Milk is the first food we eat, gliding silkily over our infant tongues, filling our tummies with warm comfort. We never know hunger until we come into the world and milk is our first taste of love, of nourishment, and comfort.
This week I’ve kind of been acutely experiencing a feeling of being lost in a wilderness. Maybe it’s preparation for receiving the Torah or maybe it’s more related to my husband’s birthday reminding me of my own 40th birthday approaching soon, but for whatever the reason, I have felt in need of comfort, love, and nourishment. I’m sure the Jews felt the same before Mount Sinai. Their future was also uncertain and while Egypt had been horribly confining at least it was a suffering they knew versus the unknown they now faced in the desert.
In many ways, the Exodus was a birth. In darkness and despair, they’d awaited their freedom, but in captivity, there had also been certainty. Slaves are told at every moment what is expected of them. Their world is confined and limited, but the lines are clearly marked out and there is shelter in that structure. Birth is traumatic and freeing at the same time. Suddenly, there is a huge open world that is both exciting and terrifying. Leaving Egypt, it would be easy for the Jews to feel lost and afraid.
At every Jewish holiday, we celebrate it as if it is happening now, for us, in each generation and in each year. At Shavuos, we all celebrate receiving the Torah at Mount Sinai. We eat dairy foods in part because the Torah is likened to sweet milk, nourishing and comforting and the perfect food for a newborn nation, still learning kosher laws. The words of Torah are said to be like milk and honey on our tongues, sweet and comforting, easy to digest, filling us with warmth.

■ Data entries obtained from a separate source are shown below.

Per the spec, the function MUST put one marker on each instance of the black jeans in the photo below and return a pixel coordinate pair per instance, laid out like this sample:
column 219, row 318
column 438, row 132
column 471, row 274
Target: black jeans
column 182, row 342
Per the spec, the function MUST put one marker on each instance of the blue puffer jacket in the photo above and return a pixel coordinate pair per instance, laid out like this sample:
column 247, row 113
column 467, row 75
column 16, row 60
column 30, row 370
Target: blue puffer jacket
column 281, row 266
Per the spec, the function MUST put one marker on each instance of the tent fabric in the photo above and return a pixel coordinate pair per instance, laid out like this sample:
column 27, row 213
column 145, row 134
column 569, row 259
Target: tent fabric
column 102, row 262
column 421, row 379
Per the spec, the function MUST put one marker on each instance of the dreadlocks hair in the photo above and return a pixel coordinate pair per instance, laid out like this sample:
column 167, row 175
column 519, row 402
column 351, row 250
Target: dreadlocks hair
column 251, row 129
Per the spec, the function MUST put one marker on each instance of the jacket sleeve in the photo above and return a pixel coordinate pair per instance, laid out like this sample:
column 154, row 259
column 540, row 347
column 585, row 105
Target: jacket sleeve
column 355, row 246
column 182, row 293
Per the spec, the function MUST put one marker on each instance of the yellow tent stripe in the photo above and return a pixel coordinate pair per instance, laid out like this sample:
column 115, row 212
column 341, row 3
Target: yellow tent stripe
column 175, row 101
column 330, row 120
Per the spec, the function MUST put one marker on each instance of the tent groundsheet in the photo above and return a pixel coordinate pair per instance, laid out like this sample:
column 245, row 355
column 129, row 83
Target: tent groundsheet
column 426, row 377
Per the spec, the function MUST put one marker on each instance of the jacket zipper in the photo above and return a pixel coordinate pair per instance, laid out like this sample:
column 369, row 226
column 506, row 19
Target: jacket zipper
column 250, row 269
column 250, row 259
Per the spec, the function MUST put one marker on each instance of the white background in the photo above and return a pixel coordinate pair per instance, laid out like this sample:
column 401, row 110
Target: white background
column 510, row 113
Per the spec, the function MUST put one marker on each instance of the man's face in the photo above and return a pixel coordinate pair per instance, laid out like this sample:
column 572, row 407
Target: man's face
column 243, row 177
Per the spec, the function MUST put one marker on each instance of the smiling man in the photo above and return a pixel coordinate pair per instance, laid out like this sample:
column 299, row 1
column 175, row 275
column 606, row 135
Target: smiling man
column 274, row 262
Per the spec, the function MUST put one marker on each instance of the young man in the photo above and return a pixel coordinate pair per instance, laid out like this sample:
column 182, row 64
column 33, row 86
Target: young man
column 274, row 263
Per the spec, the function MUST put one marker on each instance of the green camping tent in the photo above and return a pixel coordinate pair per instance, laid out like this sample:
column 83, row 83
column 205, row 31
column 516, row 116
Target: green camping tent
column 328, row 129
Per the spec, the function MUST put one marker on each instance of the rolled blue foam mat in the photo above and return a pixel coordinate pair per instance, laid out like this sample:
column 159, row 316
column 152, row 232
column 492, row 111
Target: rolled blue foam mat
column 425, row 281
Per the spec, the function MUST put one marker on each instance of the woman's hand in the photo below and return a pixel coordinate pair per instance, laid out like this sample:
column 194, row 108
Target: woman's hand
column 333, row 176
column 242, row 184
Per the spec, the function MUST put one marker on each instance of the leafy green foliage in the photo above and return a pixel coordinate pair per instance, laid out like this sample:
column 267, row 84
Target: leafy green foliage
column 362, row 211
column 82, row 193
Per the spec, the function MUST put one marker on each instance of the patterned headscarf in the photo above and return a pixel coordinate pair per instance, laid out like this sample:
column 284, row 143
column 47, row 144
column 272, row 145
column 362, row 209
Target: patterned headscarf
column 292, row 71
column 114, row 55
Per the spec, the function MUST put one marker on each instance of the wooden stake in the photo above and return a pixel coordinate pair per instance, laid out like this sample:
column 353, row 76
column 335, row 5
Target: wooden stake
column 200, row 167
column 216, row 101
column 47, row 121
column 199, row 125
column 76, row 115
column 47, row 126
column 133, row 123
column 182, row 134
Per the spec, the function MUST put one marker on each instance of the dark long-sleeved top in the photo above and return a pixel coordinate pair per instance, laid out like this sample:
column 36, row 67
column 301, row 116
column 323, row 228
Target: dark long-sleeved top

Today, I turned a corner myself, away from my fears of the future or the passage of time and focusing again on now. I am so fortunate to be able to celebrate this Shavuos with my family and to be able to share in the Torah. If we truly believe that every convert was present at Mt. Sinai that day, then I hope and believe I was there, too and that this nourishment is for me also. If I only can let go of my fear of the wilderness and trust and seek out that comfort and nourishment, then I do believe that my family will find our way again back to Sinai spiritually where we can again affirm our commitment to the Torah just as we did then.
I hope everyone has a peaceful, happy, and meaningful Chag. I plan on doing some good study, enjoying the treats I’ve prepared, and spending time at shul and letting go of dwelling on the past or future and instead focusing on this moment where I can stand again at Sinai.